That's just not true. There is nothing absurd about naturalism. I suppose you could try and say that proposing that Nature just so happens to have the property of being able to evolve sentient life forms, i.e., just proposing that Nature has whatever properties are necessary to explain the wondrous phenomenon that we observe, especially life and consciousness is no less a pseudo explanation than the God explanation. I'd actually grant that until such a time as naturalism can adequately explain those things, if it ever can, then it's a wash on that count. However, Naturalism is still more parsimonious because it does not require us to posit a whole unknown realms where an uber mysterious disembodied/ timeless mind designs a Universe and creates it out of nothing.  It also doesn't raise the problem of evil. There's no reason to wonder what in Heaven Nature was thinking when it designed all the nasty parasites and pathogens that plague our existence, no need to wonder why Nature made the earth with huge faults in it's crust or put asteroids out in space which periodically wipe out most of the higher life on the planet.

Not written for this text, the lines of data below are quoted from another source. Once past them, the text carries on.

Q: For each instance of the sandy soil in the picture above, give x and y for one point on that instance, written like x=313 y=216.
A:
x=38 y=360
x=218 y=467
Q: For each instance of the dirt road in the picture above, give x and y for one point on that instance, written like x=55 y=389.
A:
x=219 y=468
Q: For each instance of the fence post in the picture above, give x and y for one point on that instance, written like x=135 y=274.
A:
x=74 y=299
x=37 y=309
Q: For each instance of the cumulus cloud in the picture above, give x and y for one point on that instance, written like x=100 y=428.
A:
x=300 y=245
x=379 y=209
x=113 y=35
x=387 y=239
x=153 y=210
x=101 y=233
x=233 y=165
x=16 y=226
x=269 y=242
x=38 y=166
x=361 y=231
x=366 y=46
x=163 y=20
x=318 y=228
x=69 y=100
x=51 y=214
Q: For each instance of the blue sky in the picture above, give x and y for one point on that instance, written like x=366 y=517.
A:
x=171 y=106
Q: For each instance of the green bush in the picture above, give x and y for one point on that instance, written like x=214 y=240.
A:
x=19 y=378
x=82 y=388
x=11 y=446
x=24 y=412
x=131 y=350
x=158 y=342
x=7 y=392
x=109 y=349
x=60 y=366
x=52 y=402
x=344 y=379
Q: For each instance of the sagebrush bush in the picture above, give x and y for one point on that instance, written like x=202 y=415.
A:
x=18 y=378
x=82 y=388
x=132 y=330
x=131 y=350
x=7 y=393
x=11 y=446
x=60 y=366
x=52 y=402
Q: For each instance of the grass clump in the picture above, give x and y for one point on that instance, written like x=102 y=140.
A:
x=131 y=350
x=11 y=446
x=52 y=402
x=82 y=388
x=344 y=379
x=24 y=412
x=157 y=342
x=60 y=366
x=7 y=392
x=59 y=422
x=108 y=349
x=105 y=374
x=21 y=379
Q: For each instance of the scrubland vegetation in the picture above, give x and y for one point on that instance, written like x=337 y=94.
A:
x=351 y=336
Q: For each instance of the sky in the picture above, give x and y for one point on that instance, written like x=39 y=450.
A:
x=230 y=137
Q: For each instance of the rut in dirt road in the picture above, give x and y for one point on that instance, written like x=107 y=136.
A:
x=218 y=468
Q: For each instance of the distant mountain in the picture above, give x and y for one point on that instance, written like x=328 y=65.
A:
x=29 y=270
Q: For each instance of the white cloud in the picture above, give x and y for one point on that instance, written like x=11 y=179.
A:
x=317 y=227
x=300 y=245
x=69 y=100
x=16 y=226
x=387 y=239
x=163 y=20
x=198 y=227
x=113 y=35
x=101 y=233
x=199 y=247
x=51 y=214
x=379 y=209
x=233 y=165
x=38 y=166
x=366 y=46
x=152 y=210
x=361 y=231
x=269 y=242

It all just makes so much more sense under naturalism. True, we don't as of yet have naturalistic explanations for everything and perhaps we never will. But at least scientists operating under the discipline of methodological naturalism are trying to come up with real explanations for these things. So, far they've done far more to reveal the way things really work than was ever even dreamed about in all the "holy" books of supposed divine revelation.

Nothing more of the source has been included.